Balıkesir Muhasebecisi (1953) (Oyun) Balıkesir'de muhasebecilik yapan sıradan bir memur, bir arkadaşı tarafından ikna edilerek İstanbul'a gider. II. Dünya Savaşı sonrası yıllarda, "köşe dönmek", kolay yoldan para kazanmak, fırsatçılık gibi duygu ve düşüncelerle, en insani değerlerin bile para ile ölçülmeye çalışıldığı bir ortamda yasadışı yollarla ticaret yapmaya çalışır. Başta en yakın çevresi, ailesi bile bir an önce zengin olma hayaliyle ona destek olmaktadır. Ancak bir iş meselesi yüzünden hapse girmesinden sonra aile fertleri namus timsali kesilerek kendisinden utanmaya başlarlar. Bu utancına ve eleştirilerine şahit olan Tahir Bey’in hapisten çıktıktan sonra ‘her şeyi bırakarak eski yaşantıya dönme’ oyunu karşısında aile fertlerinin hiçbiri sözlerinde durmaz. Eserde, para-namus çatışması yaşayan bireyin durumunu ve maddi imkanlardan vazgeçmeyi göze alamayan insanların namus söylemlerinin samimiyetsizliğini ortaya konmaktadır.

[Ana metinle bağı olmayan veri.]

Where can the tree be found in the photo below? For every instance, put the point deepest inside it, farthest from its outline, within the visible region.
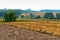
(22, 16)
(58, 16)
(10, 15)
(49, 15)
(32, 15)
(38, 17)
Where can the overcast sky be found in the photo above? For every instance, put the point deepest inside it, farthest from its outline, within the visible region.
(32, 4)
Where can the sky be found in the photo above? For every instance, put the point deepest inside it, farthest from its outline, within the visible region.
(30, 4)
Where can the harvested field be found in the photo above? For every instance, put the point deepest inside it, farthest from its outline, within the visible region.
(15, 33)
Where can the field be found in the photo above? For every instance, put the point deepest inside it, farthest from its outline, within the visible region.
(45, 26)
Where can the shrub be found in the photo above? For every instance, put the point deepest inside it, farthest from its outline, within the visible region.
(38, 17)
(9, 16)
(49, 15)
(58, 16)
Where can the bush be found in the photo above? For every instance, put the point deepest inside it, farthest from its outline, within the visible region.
(58, 16)
(38, 17)
(9, 16)
(49, 15)
(32, 16)
(22, 16)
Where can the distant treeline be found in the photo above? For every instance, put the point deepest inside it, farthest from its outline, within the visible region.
(13, 14)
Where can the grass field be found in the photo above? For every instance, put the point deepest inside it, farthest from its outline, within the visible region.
(44, 26)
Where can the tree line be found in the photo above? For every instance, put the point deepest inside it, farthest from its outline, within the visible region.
(11, 16)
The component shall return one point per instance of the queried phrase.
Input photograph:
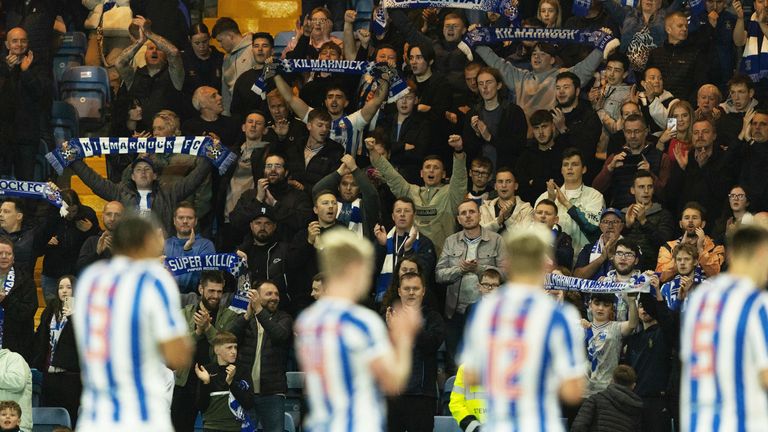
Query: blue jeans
(270, 411)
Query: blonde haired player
(344, 348)
(522, 346)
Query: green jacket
(435, 206)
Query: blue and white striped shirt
(124, 310)
(724, 347)
(336, 343)
(523, 345)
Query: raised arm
(298, 106)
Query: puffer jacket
(615, 409)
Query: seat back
(46, 418)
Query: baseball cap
(264, 211)
(144, 159)
(613, 211)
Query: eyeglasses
(611, 223)
(620, 254)
(480, 173)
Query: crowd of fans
(639, 159)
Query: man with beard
(186, 243)
(618, 172)
(594, 259)
(648, 224)
(157, 85)
(99, 246)
(205, 319)
(359, 209)
(266, 340)
(266, 253)
(346, 130)
(507, 212)
(306, 243)
(577, 122)
(291, 208)
(692, 222)
(244, 100)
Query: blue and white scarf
(490, 35)
(397, 88)
(508, 8)
(27, 189)
(671, 290)
(581, 7)
(246, 425)
(352, 216)
(202, 146)
(10, 278)
(641, 284)
(754, 61)
(390, 261)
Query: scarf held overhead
(397, 88)
(601, 40)
(508, 8)
(202, 146)
(570, 283)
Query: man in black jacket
(264, 352)
(23, 107)
(289, 207)
(18, 300)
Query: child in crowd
(10, 416)
(689, 274)
(219, 384)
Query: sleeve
(164, 307)
(565, 343)
(474, 353)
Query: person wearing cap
(594, 259)
(245, 100)
(535, 88)
(143, 193)
(187, 242)
(618, 172)
(649, 351)
(265, 252)
(290, 207)
(648, 224)
(604, 337)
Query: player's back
(337, 340)
(123, 310)
(723, 349)
(523, 344)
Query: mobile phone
(672, 123)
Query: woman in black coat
(56, 352)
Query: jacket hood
(623, 399)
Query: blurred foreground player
(128, 327)
(344, 348)
(724, 344)
(522, 346)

Tanrıdağı Ziyafeti (1954) (Oyun) Oyun, diktatörlüğün kurallarından vazgeçemeyen ama demokrasiyi de uygulamak isteyen bir toplumun kısır döngüsünü temel sorun olarak alır . Olaylar, zamanımızda, Çin sınırı yakınlarındaki Karakum Cumhuriyeti'nde geçer.